Albertsons terminated its $25 billion (€23.82 billion) bid to merge with Kroger on Wednesday after courts blocked the deal and sued its rival, alleging a breach of contract that led to the deal's demise.
The formal termination ends a two-year effort by the chains to combine that regulators argued would lead to higher prices for shoppers.
Albertsons said it was suing due to Kroger's failure to take 'any and all actions' to get the deal approved.
"Given the recent federal and state court decisions to block our proposed merger with Kroger, we have made the difficult decision to terminate the merger agreement," Albertsons CEO Vivek Sankaran said.
Termination Fee
Albertsons is seeking billions of dollars in damages along with a $600 million (€571.64 billion) termination fee.
Kroger called the claims baseless in a statement and said it will defend against them in court.
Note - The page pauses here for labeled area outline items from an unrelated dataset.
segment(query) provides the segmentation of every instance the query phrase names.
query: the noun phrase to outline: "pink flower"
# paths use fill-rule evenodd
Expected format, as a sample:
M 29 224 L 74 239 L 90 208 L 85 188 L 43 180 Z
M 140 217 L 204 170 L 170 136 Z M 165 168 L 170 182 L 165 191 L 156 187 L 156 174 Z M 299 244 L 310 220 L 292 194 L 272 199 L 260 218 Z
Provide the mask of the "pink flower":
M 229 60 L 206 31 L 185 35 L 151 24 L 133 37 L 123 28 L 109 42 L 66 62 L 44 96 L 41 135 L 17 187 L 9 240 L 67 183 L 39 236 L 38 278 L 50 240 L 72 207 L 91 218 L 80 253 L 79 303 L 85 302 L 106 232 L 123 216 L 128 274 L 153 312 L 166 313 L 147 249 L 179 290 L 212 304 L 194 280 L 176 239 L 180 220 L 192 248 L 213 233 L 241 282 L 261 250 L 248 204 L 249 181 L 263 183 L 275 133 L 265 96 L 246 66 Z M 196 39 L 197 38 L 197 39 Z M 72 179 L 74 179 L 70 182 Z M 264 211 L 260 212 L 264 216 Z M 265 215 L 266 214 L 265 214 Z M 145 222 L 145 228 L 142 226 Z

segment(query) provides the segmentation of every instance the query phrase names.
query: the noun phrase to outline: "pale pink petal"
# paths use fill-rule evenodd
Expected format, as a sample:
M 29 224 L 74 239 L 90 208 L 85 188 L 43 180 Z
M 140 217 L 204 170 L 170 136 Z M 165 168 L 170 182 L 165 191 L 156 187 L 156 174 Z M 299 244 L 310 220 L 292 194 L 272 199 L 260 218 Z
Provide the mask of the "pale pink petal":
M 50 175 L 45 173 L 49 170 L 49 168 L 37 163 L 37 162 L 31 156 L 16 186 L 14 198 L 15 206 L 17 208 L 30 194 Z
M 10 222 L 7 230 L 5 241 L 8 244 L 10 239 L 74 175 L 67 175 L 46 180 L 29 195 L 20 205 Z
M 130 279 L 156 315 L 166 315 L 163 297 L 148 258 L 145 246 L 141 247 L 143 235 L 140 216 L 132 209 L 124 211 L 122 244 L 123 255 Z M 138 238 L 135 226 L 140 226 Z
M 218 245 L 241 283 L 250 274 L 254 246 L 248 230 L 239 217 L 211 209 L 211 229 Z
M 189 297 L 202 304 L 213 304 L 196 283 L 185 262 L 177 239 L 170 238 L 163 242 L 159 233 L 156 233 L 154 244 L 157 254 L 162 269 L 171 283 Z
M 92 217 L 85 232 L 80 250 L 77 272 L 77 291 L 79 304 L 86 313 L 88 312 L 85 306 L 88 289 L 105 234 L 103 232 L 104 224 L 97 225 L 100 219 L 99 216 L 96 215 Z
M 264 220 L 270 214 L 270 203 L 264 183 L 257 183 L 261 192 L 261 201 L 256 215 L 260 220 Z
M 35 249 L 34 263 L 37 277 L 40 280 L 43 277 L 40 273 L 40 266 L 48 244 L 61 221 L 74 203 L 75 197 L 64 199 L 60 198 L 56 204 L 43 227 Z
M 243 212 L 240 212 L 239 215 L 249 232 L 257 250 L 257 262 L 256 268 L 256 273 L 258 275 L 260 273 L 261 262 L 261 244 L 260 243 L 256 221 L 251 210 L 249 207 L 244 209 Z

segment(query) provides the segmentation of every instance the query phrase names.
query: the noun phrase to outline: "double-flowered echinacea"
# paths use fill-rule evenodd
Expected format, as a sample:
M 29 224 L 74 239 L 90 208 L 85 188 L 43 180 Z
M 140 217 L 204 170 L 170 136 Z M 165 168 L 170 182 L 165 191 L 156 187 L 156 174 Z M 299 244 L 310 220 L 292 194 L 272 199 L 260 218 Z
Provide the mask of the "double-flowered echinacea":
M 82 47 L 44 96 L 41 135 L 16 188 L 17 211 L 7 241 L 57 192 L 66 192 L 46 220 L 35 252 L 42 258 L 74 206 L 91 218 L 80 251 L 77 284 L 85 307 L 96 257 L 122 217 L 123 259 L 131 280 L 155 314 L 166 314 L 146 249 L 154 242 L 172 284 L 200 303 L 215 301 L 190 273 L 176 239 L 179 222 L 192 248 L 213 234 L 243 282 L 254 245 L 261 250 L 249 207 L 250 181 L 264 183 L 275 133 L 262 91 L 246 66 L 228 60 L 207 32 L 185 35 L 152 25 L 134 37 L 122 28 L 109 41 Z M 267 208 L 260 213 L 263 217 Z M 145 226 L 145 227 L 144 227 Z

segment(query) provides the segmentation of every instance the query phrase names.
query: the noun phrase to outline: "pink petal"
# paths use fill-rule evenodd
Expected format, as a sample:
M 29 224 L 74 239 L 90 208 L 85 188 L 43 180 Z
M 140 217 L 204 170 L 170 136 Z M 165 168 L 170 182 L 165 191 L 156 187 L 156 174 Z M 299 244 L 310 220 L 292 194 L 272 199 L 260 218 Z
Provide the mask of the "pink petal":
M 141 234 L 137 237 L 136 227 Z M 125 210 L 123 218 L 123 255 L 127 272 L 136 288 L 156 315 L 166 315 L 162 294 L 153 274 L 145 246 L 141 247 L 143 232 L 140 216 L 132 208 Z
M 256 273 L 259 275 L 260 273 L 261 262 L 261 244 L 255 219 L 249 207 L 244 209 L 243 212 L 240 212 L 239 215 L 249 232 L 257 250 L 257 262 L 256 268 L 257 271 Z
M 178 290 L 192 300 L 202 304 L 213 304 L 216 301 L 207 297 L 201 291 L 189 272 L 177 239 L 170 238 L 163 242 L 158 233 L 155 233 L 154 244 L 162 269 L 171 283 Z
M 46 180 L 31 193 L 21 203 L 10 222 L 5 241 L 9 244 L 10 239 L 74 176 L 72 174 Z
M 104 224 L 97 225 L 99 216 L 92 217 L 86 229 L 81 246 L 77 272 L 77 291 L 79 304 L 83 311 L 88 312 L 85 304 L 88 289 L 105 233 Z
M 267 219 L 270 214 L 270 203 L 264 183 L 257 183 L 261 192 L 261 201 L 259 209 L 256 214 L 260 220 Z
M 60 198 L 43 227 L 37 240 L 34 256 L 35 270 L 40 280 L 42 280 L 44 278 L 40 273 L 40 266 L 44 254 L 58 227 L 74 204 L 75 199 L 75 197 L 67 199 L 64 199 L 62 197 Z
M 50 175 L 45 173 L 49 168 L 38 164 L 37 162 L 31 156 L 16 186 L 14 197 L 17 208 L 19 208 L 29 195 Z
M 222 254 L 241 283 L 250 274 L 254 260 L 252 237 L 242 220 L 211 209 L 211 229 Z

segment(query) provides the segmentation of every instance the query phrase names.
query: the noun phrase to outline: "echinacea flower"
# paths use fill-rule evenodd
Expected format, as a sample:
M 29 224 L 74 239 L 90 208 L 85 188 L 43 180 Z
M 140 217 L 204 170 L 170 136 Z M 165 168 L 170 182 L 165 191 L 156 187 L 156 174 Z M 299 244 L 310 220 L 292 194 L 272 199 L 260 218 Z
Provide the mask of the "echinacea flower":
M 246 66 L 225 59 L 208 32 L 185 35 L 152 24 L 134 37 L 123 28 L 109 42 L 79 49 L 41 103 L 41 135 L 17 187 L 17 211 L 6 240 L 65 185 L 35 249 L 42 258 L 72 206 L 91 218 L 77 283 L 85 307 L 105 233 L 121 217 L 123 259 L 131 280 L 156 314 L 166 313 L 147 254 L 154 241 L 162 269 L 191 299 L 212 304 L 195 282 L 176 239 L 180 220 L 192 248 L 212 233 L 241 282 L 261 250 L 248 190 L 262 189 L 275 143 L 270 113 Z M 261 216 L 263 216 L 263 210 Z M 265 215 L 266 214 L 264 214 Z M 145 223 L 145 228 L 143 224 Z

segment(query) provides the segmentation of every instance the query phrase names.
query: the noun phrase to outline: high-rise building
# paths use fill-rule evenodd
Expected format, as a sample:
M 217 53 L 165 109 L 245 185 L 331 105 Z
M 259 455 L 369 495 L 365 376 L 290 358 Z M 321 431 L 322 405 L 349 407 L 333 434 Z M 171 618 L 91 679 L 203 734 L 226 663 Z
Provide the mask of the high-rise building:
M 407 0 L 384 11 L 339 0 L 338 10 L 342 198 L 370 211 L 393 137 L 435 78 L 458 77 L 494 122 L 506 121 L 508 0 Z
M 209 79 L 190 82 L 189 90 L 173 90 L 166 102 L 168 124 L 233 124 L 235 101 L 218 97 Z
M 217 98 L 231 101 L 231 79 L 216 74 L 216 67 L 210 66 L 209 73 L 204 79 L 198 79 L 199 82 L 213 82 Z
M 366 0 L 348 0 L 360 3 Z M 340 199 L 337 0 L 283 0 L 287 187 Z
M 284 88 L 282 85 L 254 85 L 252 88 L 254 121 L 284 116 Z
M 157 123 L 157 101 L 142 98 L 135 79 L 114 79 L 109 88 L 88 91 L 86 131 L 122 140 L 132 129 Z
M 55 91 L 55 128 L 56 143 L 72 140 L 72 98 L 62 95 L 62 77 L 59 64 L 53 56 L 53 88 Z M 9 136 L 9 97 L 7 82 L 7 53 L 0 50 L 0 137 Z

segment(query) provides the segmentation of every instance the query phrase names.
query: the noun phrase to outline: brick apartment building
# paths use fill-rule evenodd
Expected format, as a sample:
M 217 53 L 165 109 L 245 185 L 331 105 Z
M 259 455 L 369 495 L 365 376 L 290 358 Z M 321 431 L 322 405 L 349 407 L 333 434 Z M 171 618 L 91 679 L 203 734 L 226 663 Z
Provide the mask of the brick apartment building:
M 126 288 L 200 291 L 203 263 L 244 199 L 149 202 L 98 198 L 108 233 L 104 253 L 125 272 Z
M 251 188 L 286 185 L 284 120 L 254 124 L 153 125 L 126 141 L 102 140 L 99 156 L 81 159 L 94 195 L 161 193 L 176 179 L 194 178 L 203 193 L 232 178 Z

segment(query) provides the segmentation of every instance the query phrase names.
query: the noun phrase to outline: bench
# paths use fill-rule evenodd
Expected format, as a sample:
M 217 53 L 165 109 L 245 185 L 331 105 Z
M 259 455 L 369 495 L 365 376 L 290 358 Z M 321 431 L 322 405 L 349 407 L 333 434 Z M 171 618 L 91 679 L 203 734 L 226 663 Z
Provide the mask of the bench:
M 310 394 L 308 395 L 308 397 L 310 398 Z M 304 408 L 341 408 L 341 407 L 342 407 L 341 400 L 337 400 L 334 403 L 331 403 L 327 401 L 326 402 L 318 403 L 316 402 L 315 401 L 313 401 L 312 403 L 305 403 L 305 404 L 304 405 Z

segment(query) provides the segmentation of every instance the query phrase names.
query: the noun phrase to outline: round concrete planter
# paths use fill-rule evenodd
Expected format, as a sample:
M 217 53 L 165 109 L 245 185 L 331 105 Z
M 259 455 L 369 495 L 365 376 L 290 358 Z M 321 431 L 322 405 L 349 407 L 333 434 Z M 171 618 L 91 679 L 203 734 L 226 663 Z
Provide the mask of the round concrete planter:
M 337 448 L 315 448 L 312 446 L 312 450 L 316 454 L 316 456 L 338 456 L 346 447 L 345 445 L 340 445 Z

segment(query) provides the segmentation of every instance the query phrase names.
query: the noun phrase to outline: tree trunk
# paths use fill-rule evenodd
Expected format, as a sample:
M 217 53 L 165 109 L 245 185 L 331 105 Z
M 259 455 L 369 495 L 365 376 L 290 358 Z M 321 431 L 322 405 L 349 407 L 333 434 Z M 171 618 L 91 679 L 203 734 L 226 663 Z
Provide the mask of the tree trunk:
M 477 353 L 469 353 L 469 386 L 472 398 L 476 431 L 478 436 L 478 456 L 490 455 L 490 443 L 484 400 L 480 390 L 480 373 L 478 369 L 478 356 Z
"This is clearly an attempt to deflect responsibility following Kroger’s written notification of Albertsons' multiple breaches of the agreement, and to seek payment of the merger’s break fee, to which they are not entitled," a Kroger spokesperson said.
Albertsons operates around 2,300 stores and had alluded to the possibility of store closures and layoffs if the deal was blocked.
However, the company sounded a positive note on Wednesday, touting recent investments in new technology.
Eliminate Competition
Two different courts blocked the deal on Tuesday, siding with federal and state antitrust regulators who moved to stop the deal by arguing that the merger would eliminate competition between the traditional grocery chains, causing higher prices and reducing leverage for unionised workers.
A combined Kroger and Albertsons would have had the second biggest share in the U.S grocery industry with about 11% based on 2023 industry market share information from GlobalData.
Walmart would have continued to hold the top spot with about 17% of the market.
"Walmart, Costco and other grocery giants are the clear winners in this scenario," said Blake Droesch, analyst with eMarketer.
"The merger would have created a formidable grocery competitor to Walmart. But without the merger, Walmart remains in a league of its own."
Regulatory Opposition
The deal became a symbol of surging grocery costs and faced fierce regulatory opposition.
U.S. food prices have risen by 25% over the last four years, and while food inflation is showing signs of cooling in 2024, grocery bills remain a concern for shoppers.
The U.S. Federal Trade Commission sued along with attorneys general from eight states and the District of Columbia.
Washington state sued on its own to block the deal.
In both of those cases, judges ruled on Tuesday that the deal would unlawfully decrease competition. Colorado had also sued to block the deal.